Некоторое время больная лежала и о чем-то думала, будто все еще ожидая от кого-то совета. Потом внимательно поглядела на своих сыновей.
— Я не хочу вмешиваться в раздел наследства, который вам скоро предстоит, — сказала она наконец, — оно ваше, и вы сами договоритесь друг с другом. Но в этом доме есть одна вещь, которую я хотела бы отделить от всего остального наследства и еще при жизни передать вам.
Больная глубоко вздохнула и замолкла — будто ей требовалось передохнуть. Сыновья смотрели на нее, боясь перевести дыхание.
— Это не драгоценность, но с ней связано одно событие, которое сделало ее в моих глазах очень важной и значительной. Это вон тот буфет.
Сыновья поглядели на знакомый буфет.
— Вы удивляетесь… боюсь, что не сумею рассказать вам все, как нужно.

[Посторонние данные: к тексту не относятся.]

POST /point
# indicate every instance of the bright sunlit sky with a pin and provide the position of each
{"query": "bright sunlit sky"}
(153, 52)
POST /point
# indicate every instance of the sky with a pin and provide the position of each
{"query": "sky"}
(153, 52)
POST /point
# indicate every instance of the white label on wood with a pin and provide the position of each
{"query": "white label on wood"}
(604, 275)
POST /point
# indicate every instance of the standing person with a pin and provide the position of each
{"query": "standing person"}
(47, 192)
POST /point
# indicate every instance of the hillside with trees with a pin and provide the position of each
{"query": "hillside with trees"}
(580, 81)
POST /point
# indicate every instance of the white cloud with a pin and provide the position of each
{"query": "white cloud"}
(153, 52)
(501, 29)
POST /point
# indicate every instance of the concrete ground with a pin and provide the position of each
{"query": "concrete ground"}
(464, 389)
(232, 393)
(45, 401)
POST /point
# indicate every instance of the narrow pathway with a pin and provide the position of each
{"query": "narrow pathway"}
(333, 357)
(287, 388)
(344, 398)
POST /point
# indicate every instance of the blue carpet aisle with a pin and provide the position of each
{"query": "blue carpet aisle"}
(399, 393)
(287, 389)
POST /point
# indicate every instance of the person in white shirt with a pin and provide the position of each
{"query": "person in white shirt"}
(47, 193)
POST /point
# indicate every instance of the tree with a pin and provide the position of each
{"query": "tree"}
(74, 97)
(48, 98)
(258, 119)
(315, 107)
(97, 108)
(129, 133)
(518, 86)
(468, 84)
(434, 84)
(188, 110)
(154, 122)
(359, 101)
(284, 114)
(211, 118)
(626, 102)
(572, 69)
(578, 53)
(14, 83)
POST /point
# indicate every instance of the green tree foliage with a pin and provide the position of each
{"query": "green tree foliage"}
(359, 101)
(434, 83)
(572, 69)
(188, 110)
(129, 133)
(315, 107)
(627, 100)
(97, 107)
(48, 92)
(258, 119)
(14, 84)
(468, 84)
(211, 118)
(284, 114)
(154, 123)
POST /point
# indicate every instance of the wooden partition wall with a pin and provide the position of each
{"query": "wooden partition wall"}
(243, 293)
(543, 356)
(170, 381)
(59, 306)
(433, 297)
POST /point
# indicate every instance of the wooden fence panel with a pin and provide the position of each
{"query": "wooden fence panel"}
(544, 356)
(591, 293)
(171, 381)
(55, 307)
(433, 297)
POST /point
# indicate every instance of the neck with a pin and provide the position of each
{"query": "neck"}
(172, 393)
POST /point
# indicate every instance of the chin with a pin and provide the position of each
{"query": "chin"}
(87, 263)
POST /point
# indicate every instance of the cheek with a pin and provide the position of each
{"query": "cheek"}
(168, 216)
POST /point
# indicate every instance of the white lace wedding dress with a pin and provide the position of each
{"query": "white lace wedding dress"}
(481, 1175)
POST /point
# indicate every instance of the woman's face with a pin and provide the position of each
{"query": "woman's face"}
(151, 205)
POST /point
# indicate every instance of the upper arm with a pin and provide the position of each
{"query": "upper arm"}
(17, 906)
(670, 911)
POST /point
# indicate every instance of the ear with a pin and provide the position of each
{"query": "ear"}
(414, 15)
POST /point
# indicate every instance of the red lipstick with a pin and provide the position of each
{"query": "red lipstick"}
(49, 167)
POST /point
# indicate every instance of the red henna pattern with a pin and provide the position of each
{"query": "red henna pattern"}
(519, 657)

Она молча посмотрела вверх, точно моля о ниспослании ей сил. Потом повернулась к сыновьям. Глаза ее странно поблескивали, она заговорила почти шепотом — будто рассказывала историю с привидениями.
— Это было давно. В этой же самой комнате, на этой же самой постели, лежала женщина, за четыре дня до того родившая здорового мальчугана. Женщина была всегда нежна к своему мужу, во всем доверяла ему и старалась неизменно исполнять его волю. Она была счастлива, очень счастлива. Но еще до рождения ребенка ее начало мучить тайное подозрение. Ночью, когда она лежала рядом со своим новорожденным, а лампа едва мерцала на уголке этого самого буфета, на душе у женщины стало так невыносимо, что она встала с постели и пошла в соседнюю комнату. Ей надо было убедиться, что волнения напрасны…
Больная отвернулась к стене, чтобы скрыть слезы, навернувшиеся ей на глаза.